No, you don't need a whole new framework. You need libraries (for making HTTP requests, talking to databases, etc.) that are written to use the extensions the spec provides. These only need to be written once and can then be used with *any* server that supports the extensions.

You do need a framework. Using socket functions correctly (and portably) in non-blocking mode is not trivial.

Well, my claim would be that it's usually acceptable. Certainly sometimes it's not, which is where the use of an asynchronous server framework comes in handy.
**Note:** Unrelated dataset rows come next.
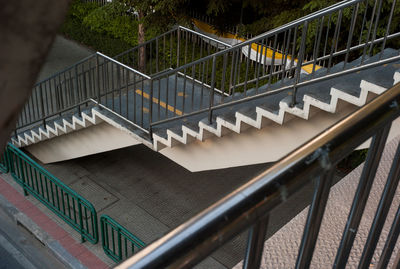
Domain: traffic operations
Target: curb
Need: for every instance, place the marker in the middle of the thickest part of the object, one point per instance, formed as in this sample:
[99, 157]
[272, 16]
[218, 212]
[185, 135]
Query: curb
[53, 245]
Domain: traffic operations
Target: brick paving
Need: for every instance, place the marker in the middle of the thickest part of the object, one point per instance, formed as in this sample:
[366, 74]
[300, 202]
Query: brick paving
[72, 245]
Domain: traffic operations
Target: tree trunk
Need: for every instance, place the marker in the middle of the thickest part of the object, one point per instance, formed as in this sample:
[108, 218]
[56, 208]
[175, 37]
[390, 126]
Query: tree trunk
[141, 40]
[27, 30]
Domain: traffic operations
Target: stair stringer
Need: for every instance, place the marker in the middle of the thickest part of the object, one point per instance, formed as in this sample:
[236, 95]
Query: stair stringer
[63, 127]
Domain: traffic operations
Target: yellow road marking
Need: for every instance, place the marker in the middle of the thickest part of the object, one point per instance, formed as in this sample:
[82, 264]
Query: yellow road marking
[267, 52]
[162, 104]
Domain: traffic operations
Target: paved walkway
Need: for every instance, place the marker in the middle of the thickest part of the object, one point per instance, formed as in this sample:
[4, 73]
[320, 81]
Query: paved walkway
[45, 221]
[280, 251]
[150, 195]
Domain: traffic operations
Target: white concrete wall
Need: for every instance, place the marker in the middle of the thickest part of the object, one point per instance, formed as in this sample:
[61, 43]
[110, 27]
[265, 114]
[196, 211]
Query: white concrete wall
[94, 139]
[257, 146]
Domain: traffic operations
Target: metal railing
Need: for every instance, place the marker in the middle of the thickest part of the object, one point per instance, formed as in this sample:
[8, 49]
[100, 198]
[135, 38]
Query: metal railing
[114, 82]
[182, 73]
[118, 243]
[170, 50]
[71, 207]
[249, 206]
[327, 36]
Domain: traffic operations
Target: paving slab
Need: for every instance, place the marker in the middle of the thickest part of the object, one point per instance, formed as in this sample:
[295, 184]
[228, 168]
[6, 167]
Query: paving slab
[280, 250]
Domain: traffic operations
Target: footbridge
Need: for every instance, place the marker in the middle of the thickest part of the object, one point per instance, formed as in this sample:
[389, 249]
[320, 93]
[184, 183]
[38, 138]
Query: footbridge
[198, 101]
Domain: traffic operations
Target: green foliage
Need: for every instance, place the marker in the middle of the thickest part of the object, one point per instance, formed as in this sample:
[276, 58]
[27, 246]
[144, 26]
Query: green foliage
[113, 20]
[73, 29]
[79, 9]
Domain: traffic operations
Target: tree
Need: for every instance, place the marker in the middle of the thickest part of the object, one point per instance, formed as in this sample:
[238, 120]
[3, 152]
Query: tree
[151, 11]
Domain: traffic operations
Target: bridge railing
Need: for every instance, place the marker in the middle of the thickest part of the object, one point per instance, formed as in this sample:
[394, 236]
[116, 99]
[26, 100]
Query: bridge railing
[249, 207]
[118, 243]
[71, 207]
[97, 77]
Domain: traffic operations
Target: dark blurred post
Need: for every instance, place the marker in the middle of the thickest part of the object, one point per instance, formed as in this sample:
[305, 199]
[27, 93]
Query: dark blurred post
[27, 30]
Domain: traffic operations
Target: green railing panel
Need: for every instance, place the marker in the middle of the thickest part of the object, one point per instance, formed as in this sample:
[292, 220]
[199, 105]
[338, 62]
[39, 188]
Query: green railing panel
[118, 243]
[4, 162]
[76, 211]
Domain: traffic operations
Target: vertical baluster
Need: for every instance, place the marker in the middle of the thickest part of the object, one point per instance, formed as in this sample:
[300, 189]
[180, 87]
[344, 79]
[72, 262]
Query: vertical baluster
[255, 244]
[382, 211]
[387, 29]
[361, 196]
[315, 215]
[350, 37]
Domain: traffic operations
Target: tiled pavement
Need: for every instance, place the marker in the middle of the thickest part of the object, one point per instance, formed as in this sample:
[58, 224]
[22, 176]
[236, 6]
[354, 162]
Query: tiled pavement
[280, 250]
[46, 221]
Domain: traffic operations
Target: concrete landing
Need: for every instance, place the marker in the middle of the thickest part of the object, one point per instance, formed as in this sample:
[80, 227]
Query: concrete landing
[280, 250]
I don't get how it's acceptable. If you spawn a separate thread for each request, then your server is no longer asynchronous. At that point, why not just save yourself some trouble and use Apache?

Well,

1) Using apache is certainly a valid option performance-wise. Apache is pretty fast (obviously not the fastest server ever, but pretty good...). So if it has the features/packaging you need, by all means, use it. The advantage IMO of python servers is that they're lighter- weight deployment-wise and more easily configurable by code. 2) If your app uses a database, you probably might as well just run it in a thread, because you're most likely going to use a blocking database API anyhow.
3) If your app does not make use of outgoing sockets, then
3a) If it also doesn't use wsgi.input, you could inform the WSGI server that it can just run the app not in a thread as it won't be blocking. 3b) If it does use wsgi.input, but doesn't need to read it incrementally, you could inform the server that it should pre-read the input and then run the app directly, not in a thread, as it won't be blocking.

If none of the above apply, that is: you do not use a database, you do use incremental reading of wsgi.input, or an outgoing socket connection, /then/ an async WSGI extension might be useful. I claim that will cover a small subset of WSGI apps.